I have a graph $G$, and I would like to obtain a set $S$ of subgraphs of $G$ such that:

• every subgraph in $S$ is chordal;


• the subgraphs in $S$ are pairwise edge-disjoint;


• every triangle in $G$ is witnessed in some subgraph in $S$;


• the set $S$ is minimal, i.e., each subgraph in $S$ should contain as many triangles as possible.

Please note that I do not wish to compute such a set, I just want to use it in a proof and I would like to know if it is obvious that such a set exists or if I have to prove it.

My intuition says that such a set exists, but I do not know how to phrase it in a formal manner.

Such a set does not always exist.

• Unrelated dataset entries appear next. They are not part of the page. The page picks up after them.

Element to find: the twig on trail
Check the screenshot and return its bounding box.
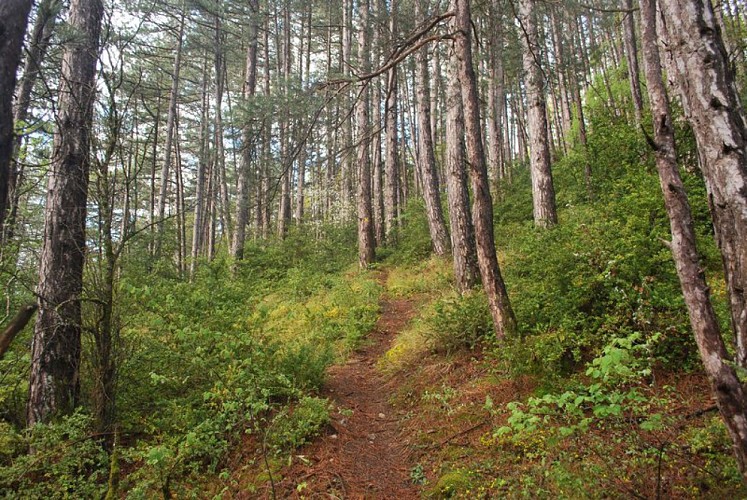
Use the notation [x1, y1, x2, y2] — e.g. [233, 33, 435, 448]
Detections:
[431, 422, 487, 447]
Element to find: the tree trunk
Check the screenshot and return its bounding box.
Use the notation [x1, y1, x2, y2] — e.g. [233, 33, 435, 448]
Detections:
[454, 0, 516, 339]
[27, 0, 104, 426]
[640, 0, 747, 480]
[415, 0, 450, 256]
[355, 0, 376, 268]
[661, 0, 747, 370]
[446, 48, 480, 293]
[0, 0, 62, 245]
[371, 0, 384, 245]
[0, 0, 32, 241]
[156, 9, 185, 257]
[623, 0, 643, 125]
[231, 0, 259, 260]
[189, 59, 210, 279]
[384, 0, 399, 243]
[519, 0, 558, 227]
[213, 10, 232, 245]
[340, 0, 360, 222]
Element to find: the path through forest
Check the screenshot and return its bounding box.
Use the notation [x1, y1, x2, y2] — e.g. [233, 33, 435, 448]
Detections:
[275, 274, 418, 499]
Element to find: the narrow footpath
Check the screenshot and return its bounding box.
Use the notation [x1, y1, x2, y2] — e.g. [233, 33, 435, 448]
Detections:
[275, 275, 418, 499]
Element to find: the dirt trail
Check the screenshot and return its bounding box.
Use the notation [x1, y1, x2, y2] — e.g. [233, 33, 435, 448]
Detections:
[275, 282, 418, 499]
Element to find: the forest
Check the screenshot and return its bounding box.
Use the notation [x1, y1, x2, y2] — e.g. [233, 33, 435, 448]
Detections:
[0, 0, 747, 499]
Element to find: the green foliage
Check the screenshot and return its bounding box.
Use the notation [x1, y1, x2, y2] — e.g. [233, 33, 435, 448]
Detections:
[496, 333, 658, 439]
[0, 412, 109, 498]
[267, 397, 330, 452]
[427, 291, 493, 353]
[496, 95, 716, 381]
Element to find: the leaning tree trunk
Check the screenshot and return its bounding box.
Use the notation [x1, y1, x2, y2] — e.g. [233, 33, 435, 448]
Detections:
[454, 0, 516, 338]
[0, 0, 31, 242]
[661, 0, 747, 481]
[355, 0, 375, 268]
[623, 0, 643, 125]
[446, 48, 480, 293]
[661, 0, 747, 368]
[384, 0, 399, 243]
[27, 0, 104, 425]
[640, 0, 747, 476]
[0, 0, 62, 245]
[231, 0, 259, 260]
[519, 0, 558, 227]
[156, 9, 185, 254]
[415, 0, 449, 255]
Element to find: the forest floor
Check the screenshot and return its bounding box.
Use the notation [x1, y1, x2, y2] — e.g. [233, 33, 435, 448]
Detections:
[268, 272, 419, 499]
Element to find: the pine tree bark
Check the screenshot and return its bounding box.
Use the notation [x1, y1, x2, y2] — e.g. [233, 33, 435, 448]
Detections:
[371, 0, 385, 246]
[27, 0, 104, 426]
[0, 0, 32, 242]
[415, 0, 450, 256]
[384, 0, 399, 243]
[454, 0, 516, 339]
[519, 0, 558, 227]
[231, 0, 259, 260]
[0, 0, 62, 245]
[156, 9, 185, 257]
[661, 0, 747, 370]
[623, 0, 643, 125]
[189, 58, 210, 279]
[640, 0, 747, 477]
[446, 48, 480, 293]
[355, 0, 376, 268]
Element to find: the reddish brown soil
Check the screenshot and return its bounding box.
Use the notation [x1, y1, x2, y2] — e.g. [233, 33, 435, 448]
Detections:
[275, 292, 418, 499]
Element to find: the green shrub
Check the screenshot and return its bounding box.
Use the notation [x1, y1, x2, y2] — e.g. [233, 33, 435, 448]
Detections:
[428, 291, 493, 353]
[0, 412, 109, 498]
[267, 397, 330, 452]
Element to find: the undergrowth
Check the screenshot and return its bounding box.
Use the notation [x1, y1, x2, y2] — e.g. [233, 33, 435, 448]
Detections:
[0, 229, 380, 498]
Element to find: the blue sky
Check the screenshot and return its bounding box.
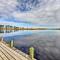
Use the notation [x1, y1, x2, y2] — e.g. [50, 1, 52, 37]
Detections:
[0, 0, 60, 27]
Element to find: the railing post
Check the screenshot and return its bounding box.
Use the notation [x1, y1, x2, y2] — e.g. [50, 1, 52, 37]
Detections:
[29, 47, 34, 60]
[10, 40, 14, 48]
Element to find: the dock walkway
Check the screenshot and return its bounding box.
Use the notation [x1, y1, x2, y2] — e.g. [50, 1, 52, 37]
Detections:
[0, 42, 31, 60]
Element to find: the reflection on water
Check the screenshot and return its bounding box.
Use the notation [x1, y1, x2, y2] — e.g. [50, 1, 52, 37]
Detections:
[5, 30, 60, 60]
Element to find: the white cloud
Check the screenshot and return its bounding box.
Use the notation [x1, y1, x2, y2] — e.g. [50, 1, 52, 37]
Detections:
[0, 0, 60, 26]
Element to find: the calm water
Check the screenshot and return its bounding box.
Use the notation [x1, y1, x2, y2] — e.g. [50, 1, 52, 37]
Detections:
[5, 30, 60, 60]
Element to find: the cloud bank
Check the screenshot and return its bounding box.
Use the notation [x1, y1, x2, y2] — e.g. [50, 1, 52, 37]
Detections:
[0, 0, 60, 27]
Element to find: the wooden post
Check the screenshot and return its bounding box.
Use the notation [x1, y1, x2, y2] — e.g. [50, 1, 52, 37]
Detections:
[29, 47, 34, 60]
[10, 40, 14, 48]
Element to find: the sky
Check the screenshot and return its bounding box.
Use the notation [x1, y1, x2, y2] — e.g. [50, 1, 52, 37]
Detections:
[0, 0, 60, 27]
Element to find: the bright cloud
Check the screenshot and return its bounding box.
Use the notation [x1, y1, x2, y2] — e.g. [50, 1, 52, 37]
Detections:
[0, 0, 60, 27]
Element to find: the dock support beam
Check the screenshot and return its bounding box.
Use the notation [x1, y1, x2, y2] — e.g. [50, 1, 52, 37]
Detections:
[29, 47, 34, 60]
[10, 40, 14, 48]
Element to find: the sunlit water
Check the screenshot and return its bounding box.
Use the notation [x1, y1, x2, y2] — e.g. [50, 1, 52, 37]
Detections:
[2, 30, 60, 60]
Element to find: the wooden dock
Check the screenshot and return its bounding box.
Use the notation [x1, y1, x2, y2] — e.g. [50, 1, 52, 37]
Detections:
[0, 42, 35, 60]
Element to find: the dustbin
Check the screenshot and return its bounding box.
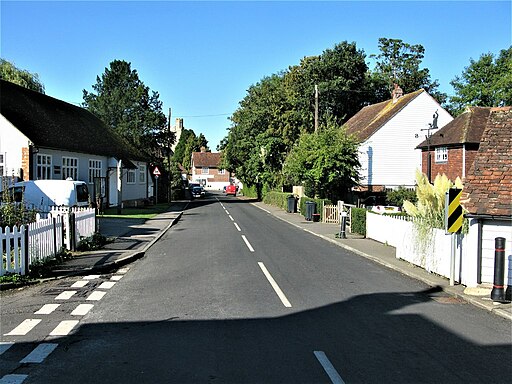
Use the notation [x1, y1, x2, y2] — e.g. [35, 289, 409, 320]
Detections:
[288, 196, 297, 213]
[304, 201, 316, 221]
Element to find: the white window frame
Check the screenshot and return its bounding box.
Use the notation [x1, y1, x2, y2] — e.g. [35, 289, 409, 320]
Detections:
[61, 156, 78, 180]
[139, 164, 147, 184]
[36, 153, 53, 180]
[435, 147, 448, 163]
[89, 159, 103, 184]
[126, 169, 137, 184]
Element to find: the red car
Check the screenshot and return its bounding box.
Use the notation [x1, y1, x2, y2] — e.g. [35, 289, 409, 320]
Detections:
[226, 184, 237, 196]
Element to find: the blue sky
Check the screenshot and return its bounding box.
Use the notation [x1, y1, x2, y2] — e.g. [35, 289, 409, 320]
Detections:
[0, 0, 512, 150]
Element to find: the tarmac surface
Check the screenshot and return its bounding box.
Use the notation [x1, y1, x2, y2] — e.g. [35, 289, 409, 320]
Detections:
[5, 197, 512, 320]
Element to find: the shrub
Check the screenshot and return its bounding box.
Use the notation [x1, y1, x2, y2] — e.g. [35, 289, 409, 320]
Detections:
[350, 208, 366, 236]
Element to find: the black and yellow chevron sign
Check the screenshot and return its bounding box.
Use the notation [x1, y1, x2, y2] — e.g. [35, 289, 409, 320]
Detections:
[445, 188, 464, 233]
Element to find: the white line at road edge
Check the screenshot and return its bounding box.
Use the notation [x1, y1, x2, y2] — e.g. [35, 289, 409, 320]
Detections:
[258, 261, 292, 308]
[313, 351, 345, 384]
[242, 235, 254, 252]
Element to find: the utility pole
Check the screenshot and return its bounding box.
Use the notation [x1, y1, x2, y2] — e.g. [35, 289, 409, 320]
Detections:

For example, take the $6$-vertex wheel graph:

Take a subgraph from $S$ containing one of the triangles. Then it must also contain the next adjacent triangle: it already includes one of its edges, so no other element of $S$ can contain that triangle, but some element of $S$ must. By repeating this argument, the subgraph we start with must contain all five triangles, so it must be the entire graph $G$. But $G$ is not chordal, so this violates the first condition.

The answer to the question in your title, though, is yes: if we drop the condition that every triangle is present in one of the subgraphs, then such a set $S$ does exist. One such set is the set of all $1$-edge subgraphs; this is probably not minimal, but now that we know that the collection of such partitions is nonempty, we can take one with as few parts as possible. (There may be multiple ways to achieve that minimum.)